Lorsque le coup de canon attira l'attention de l'officier de Tribord-Harbour, le ketch ne se trouvait qu'à deux où trois milles. La chaloupe de sauvetage, s'étant portée à son secours, arriva à temps pour recueillir le capitaine et son équipage.

Ces Malais parlent couramment la langue anglaise, — ce qui ne saurait étonner de la part d'indigènes de l'Ouest-Pacifique, où, ainsi que nous l'avons mentionné, la prépondérance britannique est acquise sans conteste. On apprend donc à quel accident de mer ils ont dû de s'être trouvés en détresse. Et même, si la chaloupe avait tardé de quelques minutes, ces onze Malais eussent disparu dans les profondeurs de l'Océan.

Au dire de ces hommes, vingt-quatre heures avant, pendant la nuit du 4 au 5 août, le ketch avait été abordé par un steamer en grande marche. Bien qu'il eût ses feux de position, le capitaine Sarol n'avait pas été aperçu. La collision dut être si légère pour le steamer que celui-ci n'en ressentit rien, paraît-il, puisqu'il continua sa route, à moins toutefois, — fait qui malheureusement n'est pas rare, — qu'il eût préféré, en filant à toute vapeur, «se débarrasser de réclamations coûteuses et désagréables».

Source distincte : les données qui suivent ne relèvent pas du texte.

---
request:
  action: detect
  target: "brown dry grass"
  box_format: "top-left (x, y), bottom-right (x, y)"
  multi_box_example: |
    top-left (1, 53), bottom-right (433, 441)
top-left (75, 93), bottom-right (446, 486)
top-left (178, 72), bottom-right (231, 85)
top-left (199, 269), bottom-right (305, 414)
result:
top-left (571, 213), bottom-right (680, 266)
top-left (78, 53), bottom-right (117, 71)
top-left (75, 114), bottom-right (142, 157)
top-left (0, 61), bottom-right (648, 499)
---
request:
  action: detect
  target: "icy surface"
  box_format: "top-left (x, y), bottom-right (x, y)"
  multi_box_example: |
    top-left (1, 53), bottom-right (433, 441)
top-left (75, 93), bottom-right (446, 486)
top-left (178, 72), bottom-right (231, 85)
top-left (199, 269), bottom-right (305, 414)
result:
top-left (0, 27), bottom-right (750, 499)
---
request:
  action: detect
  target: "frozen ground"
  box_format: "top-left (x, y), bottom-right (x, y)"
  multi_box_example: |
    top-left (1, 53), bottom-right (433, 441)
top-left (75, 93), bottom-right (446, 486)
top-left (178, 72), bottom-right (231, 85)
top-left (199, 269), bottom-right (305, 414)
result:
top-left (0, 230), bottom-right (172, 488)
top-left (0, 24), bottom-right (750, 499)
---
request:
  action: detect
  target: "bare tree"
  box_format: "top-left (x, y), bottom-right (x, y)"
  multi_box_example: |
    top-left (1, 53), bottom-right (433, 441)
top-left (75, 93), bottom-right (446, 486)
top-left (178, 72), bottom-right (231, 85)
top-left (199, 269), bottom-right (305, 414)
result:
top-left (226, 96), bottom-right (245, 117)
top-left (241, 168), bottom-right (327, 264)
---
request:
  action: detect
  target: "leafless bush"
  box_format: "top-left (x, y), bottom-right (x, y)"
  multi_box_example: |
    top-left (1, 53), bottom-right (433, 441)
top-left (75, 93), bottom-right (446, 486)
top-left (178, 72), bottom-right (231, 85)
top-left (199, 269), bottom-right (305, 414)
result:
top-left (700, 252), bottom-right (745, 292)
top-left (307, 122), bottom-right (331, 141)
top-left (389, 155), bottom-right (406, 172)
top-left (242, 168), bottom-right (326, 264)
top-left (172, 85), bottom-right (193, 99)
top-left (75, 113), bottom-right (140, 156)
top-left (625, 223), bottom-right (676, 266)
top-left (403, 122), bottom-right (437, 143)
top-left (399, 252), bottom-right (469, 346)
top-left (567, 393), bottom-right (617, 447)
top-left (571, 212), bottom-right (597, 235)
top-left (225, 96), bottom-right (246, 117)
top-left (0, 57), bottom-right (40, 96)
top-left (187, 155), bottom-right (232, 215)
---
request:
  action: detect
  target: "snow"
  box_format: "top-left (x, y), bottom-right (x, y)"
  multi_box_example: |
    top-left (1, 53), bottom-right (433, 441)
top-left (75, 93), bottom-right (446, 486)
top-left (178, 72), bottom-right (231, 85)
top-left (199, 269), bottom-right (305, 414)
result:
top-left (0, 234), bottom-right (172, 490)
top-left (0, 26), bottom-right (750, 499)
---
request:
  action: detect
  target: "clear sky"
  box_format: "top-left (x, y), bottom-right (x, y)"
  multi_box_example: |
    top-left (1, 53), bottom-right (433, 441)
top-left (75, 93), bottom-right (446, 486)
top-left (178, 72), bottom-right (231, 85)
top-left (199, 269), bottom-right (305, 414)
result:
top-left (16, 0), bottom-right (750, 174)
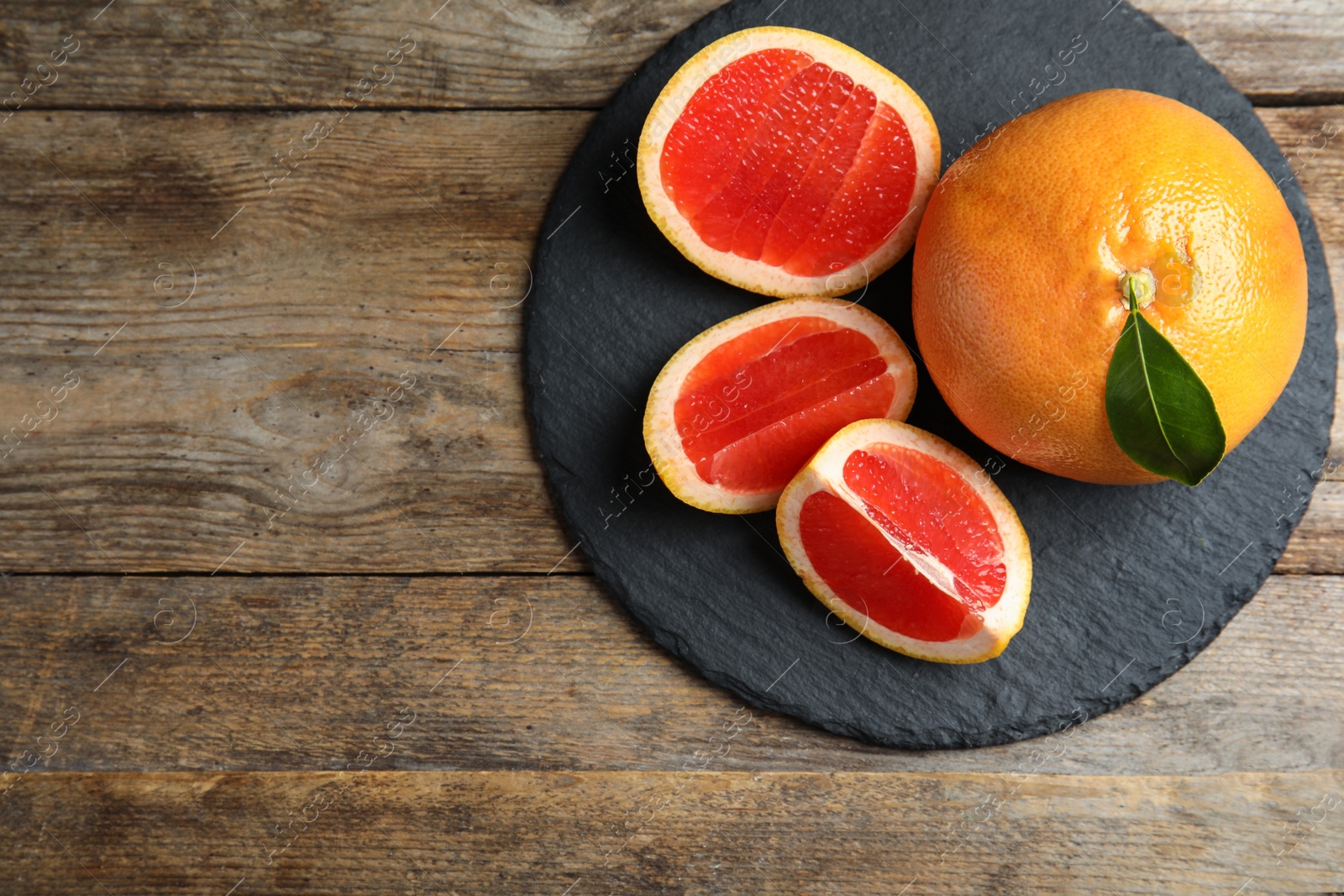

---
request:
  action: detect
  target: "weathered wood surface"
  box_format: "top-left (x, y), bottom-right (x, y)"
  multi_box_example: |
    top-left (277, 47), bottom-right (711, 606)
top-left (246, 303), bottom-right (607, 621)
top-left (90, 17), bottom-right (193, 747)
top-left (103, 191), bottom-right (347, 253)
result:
top-left (0, 106), bottom-right (1344, 572)
top-left (0, 0), bottom-right (1344, 107)
top-left (0, 768), bottom-right (1344, 896)
top-left (0, 576), bottom-right (1344, 778)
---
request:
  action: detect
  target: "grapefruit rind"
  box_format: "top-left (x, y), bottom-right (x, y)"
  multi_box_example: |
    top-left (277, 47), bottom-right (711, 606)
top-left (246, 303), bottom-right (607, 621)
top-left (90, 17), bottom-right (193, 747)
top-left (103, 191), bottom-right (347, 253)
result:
top-left (775, 419), bottom-right (1031, 663)
top-left (643, 298), bottom-right (916, 513)
top-left (636, 27), bottom-right (942, 298)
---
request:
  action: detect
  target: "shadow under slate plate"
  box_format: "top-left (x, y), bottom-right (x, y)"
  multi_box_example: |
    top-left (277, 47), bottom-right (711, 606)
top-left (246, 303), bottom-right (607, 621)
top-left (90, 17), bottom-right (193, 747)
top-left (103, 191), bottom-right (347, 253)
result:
top-left (526, 0), bottom-right (1335, 748)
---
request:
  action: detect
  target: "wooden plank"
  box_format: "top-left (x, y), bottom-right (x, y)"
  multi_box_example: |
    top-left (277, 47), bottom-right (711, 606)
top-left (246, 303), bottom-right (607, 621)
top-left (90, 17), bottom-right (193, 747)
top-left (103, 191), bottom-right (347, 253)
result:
top-left (0, 106), bottom-right (1344, 572)
top-left (0, 0), bottom-right (1344, 109)
top-left (0, 113), bottom-right (591, 572)
top-left (0, 576), bottom-right (1344, 778)
top-left (0, 768), bottom-right (1344, 896)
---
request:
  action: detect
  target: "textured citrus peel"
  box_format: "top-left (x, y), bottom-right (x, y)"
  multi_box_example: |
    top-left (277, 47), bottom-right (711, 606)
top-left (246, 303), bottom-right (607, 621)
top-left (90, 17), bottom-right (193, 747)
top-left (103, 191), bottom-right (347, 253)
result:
top-left (775, 421), bottom-right (1032, 663)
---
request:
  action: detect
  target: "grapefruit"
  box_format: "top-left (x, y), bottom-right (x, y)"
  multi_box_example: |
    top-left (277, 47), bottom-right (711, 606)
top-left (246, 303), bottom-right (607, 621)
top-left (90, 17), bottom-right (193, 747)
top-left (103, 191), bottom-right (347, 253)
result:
top-left (775, 421), bottom-right (1031, 663)
top-left (643, 298), bottom-right (916, 513)
top-left (914, 90), bottom-right (1306, 484)
top-left (637, 27), bottom-right (941, 298)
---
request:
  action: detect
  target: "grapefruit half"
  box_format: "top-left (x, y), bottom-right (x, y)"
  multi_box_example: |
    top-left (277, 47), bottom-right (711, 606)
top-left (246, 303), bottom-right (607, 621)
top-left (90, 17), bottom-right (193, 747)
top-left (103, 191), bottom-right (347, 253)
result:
top-left (643, 298), bottom-right (916, 513)
top-left (637, 27), bottom-right (941, 298)
top-left (775, 421), bottom-right (1031, 663)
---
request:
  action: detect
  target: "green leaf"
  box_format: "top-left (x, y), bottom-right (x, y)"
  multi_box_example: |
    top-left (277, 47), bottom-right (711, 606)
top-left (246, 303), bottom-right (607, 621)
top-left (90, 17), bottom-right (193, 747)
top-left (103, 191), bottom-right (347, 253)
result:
top-left (1106, 275), bottom-right (1227, 485)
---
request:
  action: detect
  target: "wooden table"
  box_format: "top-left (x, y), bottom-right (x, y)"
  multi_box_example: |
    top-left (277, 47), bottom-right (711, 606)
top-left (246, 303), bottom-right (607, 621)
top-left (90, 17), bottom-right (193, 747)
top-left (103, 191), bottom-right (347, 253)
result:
top-left (0, 0), bottom-right (1344, 896)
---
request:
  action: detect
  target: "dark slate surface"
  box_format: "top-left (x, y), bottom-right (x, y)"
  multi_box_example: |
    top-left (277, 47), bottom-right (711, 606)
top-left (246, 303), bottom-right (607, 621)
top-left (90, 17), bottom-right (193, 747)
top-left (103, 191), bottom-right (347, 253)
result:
top-left (526, 0), bottom-right (1335, 748)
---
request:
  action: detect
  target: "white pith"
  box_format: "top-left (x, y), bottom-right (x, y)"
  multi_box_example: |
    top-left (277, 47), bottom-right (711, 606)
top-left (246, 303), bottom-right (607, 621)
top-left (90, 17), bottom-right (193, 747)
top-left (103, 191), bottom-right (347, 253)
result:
top-left (775, 419), bottom-right (1031, 663)
top-left (643, 298), bottom-right (916, 513)
top-left (636, 27), bottom-right (942, 298)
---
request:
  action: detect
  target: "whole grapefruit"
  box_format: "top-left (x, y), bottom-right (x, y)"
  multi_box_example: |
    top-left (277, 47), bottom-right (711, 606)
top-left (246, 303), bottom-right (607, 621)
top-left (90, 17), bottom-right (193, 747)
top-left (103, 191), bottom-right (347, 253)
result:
top-left (914, 90), bottom-right (1306, 484)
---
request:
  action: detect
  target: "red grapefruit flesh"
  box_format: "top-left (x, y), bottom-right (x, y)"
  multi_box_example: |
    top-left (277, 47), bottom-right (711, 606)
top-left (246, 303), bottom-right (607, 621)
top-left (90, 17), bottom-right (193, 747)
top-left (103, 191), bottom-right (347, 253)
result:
top-left (643, 298), bottom-right (916, 513)
top-left (775, 421), bottom-right (1031, 663)
top-left (638, 29), bottom-right (941, 297)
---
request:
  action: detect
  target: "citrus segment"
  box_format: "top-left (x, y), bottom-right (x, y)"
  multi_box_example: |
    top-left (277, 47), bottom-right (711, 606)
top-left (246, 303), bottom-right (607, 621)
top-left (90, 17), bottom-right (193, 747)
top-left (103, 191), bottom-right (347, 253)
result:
top-left (638, 29), bottom-right (939, 296)
top-left (775, 419), bottom-right (1031, 663)
top-left (798, 491), bottom-right (979, 642)
top-left (643, 300), bottom-right (916, 513)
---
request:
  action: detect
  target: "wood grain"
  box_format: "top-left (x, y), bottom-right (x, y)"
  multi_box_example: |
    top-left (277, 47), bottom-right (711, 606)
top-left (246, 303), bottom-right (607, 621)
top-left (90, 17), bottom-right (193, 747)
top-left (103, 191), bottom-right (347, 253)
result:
top-left (0, 576), bottom-right (1344, 778)
top-left (0, 768), bottom-right (1344, 896)
top-left (0, 106), bottom-right (1344, 572)
top-left (0, 0), bottom-right (1344, 109)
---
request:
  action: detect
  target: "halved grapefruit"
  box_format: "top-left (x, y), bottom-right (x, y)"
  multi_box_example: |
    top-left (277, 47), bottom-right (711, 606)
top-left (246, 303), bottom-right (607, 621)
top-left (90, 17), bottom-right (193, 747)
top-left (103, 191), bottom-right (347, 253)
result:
top-left (637, 27), bottom-right (941, 298)
top-left (643, 298), bottom-right (916, 513)
top-left (775, 421), bottom-right (1031, 663)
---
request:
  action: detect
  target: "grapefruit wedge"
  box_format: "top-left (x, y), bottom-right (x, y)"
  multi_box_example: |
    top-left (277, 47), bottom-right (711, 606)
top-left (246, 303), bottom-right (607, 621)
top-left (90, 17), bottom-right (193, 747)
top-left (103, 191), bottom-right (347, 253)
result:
top-left (637, 27), bottom-right (941, 298)
top-left (643, 298), bottom-right (916, 513)
top-left (775, 421), bottom-right (1031, 663)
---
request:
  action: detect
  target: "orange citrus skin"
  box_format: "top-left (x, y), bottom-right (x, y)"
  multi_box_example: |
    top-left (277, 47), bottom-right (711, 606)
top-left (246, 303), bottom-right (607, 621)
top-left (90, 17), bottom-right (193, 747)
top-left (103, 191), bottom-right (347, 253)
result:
top-left (914, 90), bottom-right (1306, 484)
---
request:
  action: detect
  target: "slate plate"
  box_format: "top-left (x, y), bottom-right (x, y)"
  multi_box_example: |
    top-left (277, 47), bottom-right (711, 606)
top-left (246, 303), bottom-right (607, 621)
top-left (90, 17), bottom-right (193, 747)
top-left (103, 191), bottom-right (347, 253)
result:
top-left (526, 0), bottom-right (1335, 748)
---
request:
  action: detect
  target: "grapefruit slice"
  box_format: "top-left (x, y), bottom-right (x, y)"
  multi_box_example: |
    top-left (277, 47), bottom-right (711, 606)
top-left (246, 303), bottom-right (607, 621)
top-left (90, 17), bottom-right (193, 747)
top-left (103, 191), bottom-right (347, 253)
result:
top-left (775, 421), bottom-right (1031, 663)
top-left (643, 298), bottom-right (916, 513)
top-left (637, 27), bottom-right (941, 298)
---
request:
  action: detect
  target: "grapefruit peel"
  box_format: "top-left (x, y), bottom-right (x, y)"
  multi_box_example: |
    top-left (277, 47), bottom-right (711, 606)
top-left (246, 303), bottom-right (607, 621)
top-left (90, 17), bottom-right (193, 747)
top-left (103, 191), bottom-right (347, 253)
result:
top-left (643, 298), bottom-right (916, 513)
top-left (775, 419), bottom-right (1032, 663)
top-left (636, 27), bottom-right (942, 298)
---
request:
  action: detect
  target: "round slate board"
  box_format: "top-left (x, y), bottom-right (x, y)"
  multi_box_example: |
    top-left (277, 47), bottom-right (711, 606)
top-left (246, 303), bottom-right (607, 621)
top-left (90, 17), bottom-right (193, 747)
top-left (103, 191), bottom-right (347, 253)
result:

Mais ce choc, insignifiant pour un bâtiment de fort tonnage, dont la coque de fer est lancée avec une vitesse considérable, fut terrible pour le navire malais. Coupé à l'avant du mât de misaine, on ne s'expliquait guère qu'il n'eût pas coulé immédiatement. Il se maintint cependant à fleur d'eau, et les hommes restèrent accrochés aux pavois. Si la mer eût été mauvaise, pas un n'aurait pu résister aux lames balayant cette épave. Par bonne chance, le courant la dirigea vers l'est, et la rapprocha de Standard-Island.

Toutefois, lorsque le commodore interroge le capitaine Sarol, il manifeste son étonnement que le ketch, à demi-submergé, ait dérivé jusqu'en vue de Tribord-Harbour.

«Je ne le comprends pas non plus, répond le Malais. Il faut que votre île ait fait peu de route depuis vingt-quatre heures?…

— C'est la seule explication possible, réplique le commodore Simcoë. Il n'importe, après tout. On vous a sauvés, c'est l'essentiel.» Il était temps, d'ailleurs. Avant que la chaloupe se fût éloignée d'un quart de mille, le ketch avait coulé à pic.

Tel est le récit que le capitaine Sarol a fait d'abord à l'officier qui exécutait le sauvetage, puis au commodore Simcoë, puis au gouverneur Cyrus Bikerstaff, après qu'on eut donné tous les secours dont son équipage et lui paraissaient avoir le plus pressant besoin.

Se pose alors la question du rapatriement des naufragés. Ils faisaient voile vers les Nouvelles-Hébrides, lorsque la collision s'est produite. Standard-Island, qui descend au sud-est, ne peut modifier son itinéraire et obliquer vers l'ouest. Cyrus Bikerstaff offre donc aux naufragés de les débarquer à Nouka-Hiva, où ils attendront le passage d'un bâtiment de commerce en charge pour les Nouvelles-Hébrides.

Le capitaine et ses hommes se regardent. Ils semblent fort désolés. Cette proposition afflige ces pauvres gens, sans ressources, dépouillés de tout ce qu'ils possédaient avec le ketch et sa cargaison. Attendre aux Marquises, c'est s'exposer à y demeurer un temps interminable, et comment y vivront-ils?